An important component of socialist emulation was "socialist self-obligations" (социалистические обязательства). Whilst the production plan was the major benchmark, employees and work collectives were supposed to put forth "socialist self-obligations" and even "enhanced socialist self-obligations" (повышенные соцобязательства) beyond the plan, both either as a collective or individually.

Deadlines for tallying up the results of a socialist emulation were usually set at major socialist and communist holidays or notable dates, like the birthday of Vladimir Lenin or the anniversary of the October Revolution.

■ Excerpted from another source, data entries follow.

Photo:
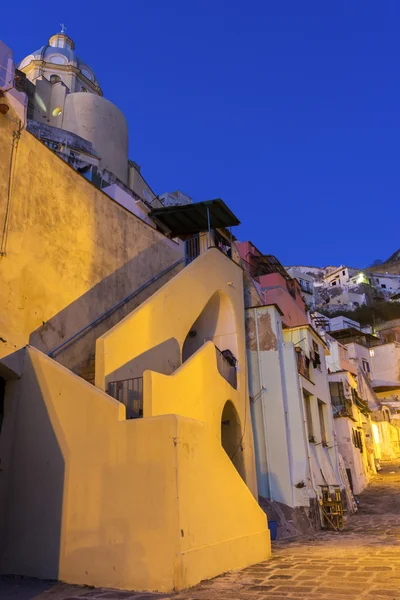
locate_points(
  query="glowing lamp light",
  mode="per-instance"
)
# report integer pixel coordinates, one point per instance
(360, 278)
(375, 433)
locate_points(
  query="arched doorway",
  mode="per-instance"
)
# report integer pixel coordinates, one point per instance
(231, 437)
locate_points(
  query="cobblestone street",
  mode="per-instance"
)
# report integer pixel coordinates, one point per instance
(363, 561)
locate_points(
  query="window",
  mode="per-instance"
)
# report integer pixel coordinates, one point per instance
(2, 398)
(316, 356)
(58, 59)
(357, 439)
(307, 408)
(321, 414)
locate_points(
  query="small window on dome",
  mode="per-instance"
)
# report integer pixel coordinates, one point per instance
(87, 74)
(58, 59)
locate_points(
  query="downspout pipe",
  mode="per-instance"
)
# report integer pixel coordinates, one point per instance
(263, 388)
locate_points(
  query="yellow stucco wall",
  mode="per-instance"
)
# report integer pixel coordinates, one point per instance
(90, 498)
(72, 252)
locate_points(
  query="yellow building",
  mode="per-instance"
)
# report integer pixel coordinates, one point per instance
(88, 495)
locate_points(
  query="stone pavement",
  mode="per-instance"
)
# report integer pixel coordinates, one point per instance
(363, 561)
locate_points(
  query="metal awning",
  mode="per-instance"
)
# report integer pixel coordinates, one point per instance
(193, 218)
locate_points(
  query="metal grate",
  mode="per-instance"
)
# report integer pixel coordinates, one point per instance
(130, 393)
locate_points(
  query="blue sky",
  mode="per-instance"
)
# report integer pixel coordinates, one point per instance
(288, 110)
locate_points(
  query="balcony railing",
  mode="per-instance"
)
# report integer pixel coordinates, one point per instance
(130, 393)
(201, 242)
(359, 402)
(342, 407)
(226, 363)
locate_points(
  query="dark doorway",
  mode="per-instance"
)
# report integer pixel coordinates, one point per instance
(2, 397)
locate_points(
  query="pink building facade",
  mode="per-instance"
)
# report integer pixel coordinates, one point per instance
(277, 287)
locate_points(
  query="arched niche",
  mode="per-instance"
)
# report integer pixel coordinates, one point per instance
(216, 323)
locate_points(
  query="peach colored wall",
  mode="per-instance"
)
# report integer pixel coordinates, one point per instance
(275, 290)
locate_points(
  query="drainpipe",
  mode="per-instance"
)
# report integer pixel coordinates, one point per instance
(308, 450)
(286, 409)
(262, 387)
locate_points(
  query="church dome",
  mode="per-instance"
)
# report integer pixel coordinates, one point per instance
(60, 52)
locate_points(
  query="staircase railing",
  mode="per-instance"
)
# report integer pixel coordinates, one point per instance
(111, 310)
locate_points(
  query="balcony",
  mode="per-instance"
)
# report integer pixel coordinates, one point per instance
(342, 407)
(199, 243)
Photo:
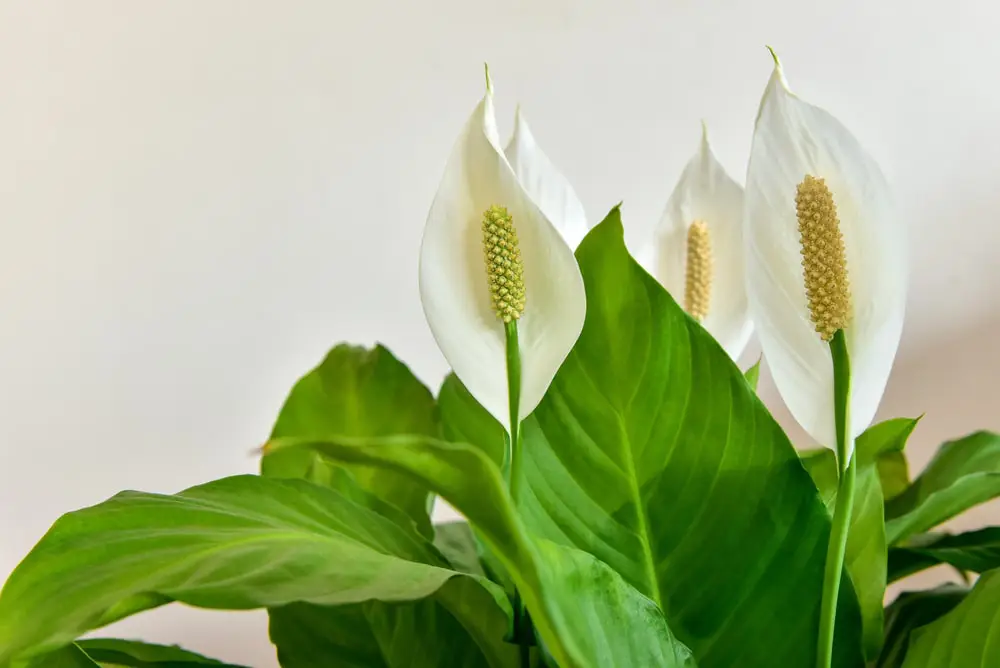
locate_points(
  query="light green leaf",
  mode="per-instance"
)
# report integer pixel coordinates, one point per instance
(586, 615)
(237, 543)
(975, 551)
(70, 656)
(460, 626)
(912, 610)
(457, 543)
(651, 452)
(358, 392)
(966, 637)
(963, 474)
(138, 654)
(883, 443)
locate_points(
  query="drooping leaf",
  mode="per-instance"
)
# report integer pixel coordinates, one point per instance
(911, 610)
(138, 654)
(459, 626)
(651, 452)
(883, 444)
(963, 474)
(586, 615)
(237, 543)
(975, 551)
(753, 375)
(358, 392)
(967, 637)
(865, 557)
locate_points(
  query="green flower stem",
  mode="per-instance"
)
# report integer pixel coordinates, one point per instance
(522, 623)
(845, 501)
(514, 400)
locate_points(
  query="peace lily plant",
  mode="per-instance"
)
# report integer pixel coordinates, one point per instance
(628, 500)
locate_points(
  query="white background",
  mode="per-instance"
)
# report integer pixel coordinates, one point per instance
(197, 199)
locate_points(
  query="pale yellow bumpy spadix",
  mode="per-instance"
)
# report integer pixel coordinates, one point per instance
(698, 271)
(824, 260)
(504, 268)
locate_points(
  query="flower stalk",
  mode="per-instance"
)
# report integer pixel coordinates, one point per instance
(847, 468)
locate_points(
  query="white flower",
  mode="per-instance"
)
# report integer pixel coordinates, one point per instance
(697, 252)
(546, 186)
(454, 283)
(794, 140)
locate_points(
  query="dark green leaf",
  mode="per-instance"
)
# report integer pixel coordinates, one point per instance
(866, 548)
(912, 610)
(963, 474)
(586, 615)
(237, 543)
(966, 637)
(138, 654)
(358, 392)
(651, 452)
(460, 626)
(975, 551)
(70, 656)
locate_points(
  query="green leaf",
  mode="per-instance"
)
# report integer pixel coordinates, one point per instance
(753, 375)
(883, 443)
(358, 392)
(457, 543)
(237, 543)
(963, 474)
(912, 610)
(975, 551)
(586, 615)
(967, 636)
(138, 654)
(70, 656)
(651, 452)
(460, 626)
(865, 558)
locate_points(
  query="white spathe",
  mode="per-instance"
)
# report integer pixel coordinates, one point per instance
(706, 192)
(545, 184)
(792, 139)
(453, 280)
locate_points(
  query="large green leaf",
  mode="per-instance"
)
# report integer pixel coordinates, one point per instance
(975, 551)
(358, 392)
(883, 444)
(138, 654)
(963, 474)
(910, 611)
(865, 558)
(237, 543)
(459, 626)
(651, 452)
(966, 637)
(458, 544)
(587, 616)
(70, 656)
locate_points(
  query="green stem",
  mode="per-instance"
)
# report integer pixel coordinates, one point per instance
(514, 400)
(847, 469)
(522, 623)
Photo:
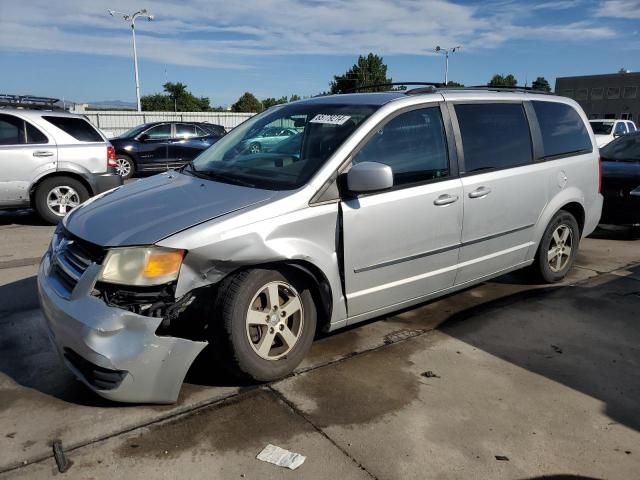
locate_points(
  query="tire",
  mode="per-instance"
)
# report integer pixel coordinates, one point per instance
(57, 189)
(255, 148)
(126, 167)
(558, 248)
(237, 342)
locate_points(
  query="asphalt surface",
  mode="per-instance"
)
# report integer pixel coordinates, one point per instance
(505, 380)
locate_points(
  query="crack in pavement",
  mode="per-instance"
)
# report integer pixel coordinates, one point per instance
(299, 413)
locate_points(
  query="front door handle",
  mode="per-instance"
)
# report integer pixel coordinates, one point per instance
(480, 192)
(42, 153)
(445, 199)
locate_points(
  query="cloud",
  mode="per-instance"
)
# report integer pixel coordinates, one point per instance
(223, 34)
(629, 9)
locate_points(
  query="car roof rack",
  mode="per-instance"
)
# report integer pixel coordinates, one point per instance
(29, 101)
(431, 87)
(506, 89)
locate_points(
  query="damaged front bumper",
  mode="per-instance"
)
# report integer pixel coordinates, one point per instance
(115, 352)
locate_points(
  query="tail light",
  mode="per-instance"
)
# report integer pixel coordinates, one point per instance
(599, 174)
(111, 157)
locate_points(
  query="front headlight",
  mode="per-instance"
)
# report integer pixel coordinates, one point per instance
(141, 266)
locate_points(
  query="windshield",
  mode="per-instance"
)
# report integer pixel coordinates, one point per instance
(132, 132)
(624, 149)
(601, 128)
(282, 148)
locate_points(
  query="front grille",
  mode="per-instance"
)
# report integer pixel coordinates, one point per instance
(70, 257)
(96, 376)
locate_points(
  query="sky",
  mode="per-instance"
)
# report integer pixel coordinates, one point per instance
(73, 49)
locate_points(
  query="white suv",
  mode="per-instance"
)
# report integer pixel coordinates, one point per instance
(608, 130)
(52, 161)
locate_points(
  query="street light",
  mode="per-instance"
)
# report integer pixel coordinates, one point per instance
(132, 20)
(446, 52)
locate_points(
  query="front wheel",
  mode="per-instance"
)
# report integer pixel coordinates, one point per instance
(268, 323)
(558, 247)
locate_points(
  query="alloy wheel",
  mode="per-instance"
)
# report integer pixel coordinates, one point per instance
(560, 248)
(62, 199)
(123, 167)
(274, 320)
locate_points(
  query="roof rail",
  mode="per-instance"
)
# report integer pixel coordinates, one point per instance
(507, 89)
(395, 84)
(29, 101)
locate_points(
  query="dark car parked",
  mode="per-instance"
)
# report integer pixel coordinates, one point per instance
(159, 146)
(621, 180)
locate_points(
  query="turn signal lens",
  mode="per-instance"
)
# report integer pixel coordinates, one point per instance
(141, 266)
(163, 263)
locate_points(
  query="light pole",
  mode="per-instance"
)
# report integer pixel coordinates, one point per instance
(446, 52)
(132, 20)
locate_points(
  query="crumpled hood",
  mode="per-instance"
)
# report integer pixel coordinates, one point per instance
(146, 211)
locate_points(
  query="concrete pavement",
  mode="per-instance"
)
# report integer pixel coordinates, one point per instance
(546, 376)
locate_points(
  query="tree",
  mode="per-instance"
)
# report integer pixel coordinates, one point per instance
(369, 70)
(176, 98)
(503, 81)
(541, 83)
(247, 103)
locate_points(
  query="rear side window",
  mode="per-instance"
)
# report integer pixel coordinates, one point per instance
(15, 131)
(563, 131)
(34, 135)
(494, 136)
(413, 144)
(10, 130)
(78, 128)
(620, 129)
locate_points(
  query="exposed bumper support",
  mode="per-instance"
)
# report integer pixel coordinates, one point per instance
(117, 340)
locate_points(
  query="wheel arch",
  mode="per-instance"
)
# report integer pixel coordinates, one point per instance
(317, 281)
(571, 201)
(75, 176)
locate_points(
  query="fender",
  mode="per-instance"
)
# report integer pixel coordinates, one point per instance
(218, 249)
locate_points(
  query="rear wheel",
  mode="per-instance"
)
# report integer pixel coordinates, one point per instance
(125, 167)
(255, 148)
(57, 196)
(268, 323)
(558, 247)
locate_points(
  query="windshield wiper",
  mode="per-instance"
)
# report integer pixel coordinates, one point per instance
(211, 175)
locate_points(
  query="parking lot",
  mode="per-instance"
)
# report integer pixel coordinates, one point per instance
(505, 380)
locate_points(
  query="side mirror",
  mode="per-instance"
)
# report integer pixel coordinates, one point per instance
(369, 177)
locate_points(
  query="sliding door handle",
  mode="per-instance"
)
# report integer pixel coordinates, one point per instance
(445, 199)
(480, 192)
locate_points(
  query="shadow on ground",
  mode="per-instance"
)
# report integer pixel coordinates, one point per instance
(585, 336)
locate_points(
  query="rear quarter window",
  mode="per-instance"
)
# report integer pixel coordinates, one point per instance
(78, 128)
(563, 130)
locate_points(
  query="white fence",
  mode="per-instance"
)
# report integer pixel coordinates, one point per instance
(115, 122)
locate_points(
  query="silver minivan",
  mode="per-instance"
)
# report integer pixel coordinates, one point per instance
(379, 201)
(52, 161)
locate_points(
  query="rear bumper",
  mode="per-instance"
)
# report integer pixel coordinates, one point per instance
(114, 352)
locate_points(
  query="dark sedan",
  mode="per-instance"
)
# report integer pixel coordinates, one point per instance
(158, 146)
(621, 180)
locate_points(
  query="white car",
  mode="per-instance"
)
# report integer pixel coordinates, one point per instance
(607, 130)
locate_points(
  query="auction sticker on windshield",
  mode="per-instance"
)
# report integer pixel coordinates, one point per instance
(330, 119)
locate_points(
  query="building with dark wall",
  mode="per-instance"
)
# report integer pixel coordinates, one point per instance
(614, 95)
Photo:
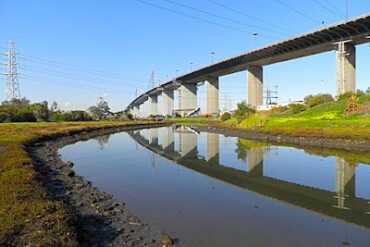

Winners were awarded both materially and morally. Material awards were money, goods, or perks specific to socialist systems, such as tickets to resorts, authorizations for a trip abroad, right to obtain a dwelling, or a car outside the main queue, etc. Moral awards were honorary diplomas, honorary badges, and/or putting winners' portraits on the "Board of Honor" (Доска Почета); work collectives were awarded with the "Transferable Red Banner of the Socialist Emulation Winner" (Переходящее знамя победителя в социалистическом соревновании). More prestigious was the nomination to state orders and medals for services rendered by individuals and by state enterprises.

== History ==

Vladimir Lenin was the originator and promoter of the idea of socialist emulation as a means for organising "the majority of working people into a field of labour in which they can display their abilities, develop the capacities, and reveal those talents". His milestone article was "How to organize the emulation?" ("Как организовать соревнование?"), in which among the important goal of the emulation was discovery of persons with organizational and management skills, to replace tsarist-era specialists. Also, he was the first to set "socialist emulation" against "capitalist competition". Lenin's article however repeatedly highlights the need for strictest "accounting and control" (учёт и контроль) at all levels for the socialist society, postulating mutual "accounting and control" between all layers of the government and supply chain.

Later, Joseph Stalin wrote in his streamlined style:

Principles of (capitalist) competition: defeat and death of ones and victory and dominance of the others.
Principles of socialist emulation: friendly assistance to lagging ones by the leading ones in order to achieve a common rise. ...etc.

While criteria of socialist emulation were easy to set, understand, and quantify in production areas, it was not so in non-production areas: medicine, education, work of clerks, etc., where significant formalism took place and among the criteria a significant weight was attributed to "social activism", not related to the work done. Social activism, among other actions, meant:

- Participating in all CPSU and Komsomol activities
- Recruitment of future CPSU members in their workplaces or hometowns
- Election campaigns for deputies for the Union and Republican Supreme Soviets and Soviets of People's Deputies
- Active work during national holidays

Attempt to add a "moral" aspect to daily work was a common feature among 20th century socialist governments, with Arbeitskult ("work cult") in Germany, which "stressed the patriotic potential of labour, comparing industrial work with the task of a soldier defending the Fatherland" and Yan’an heroes in Maoist China.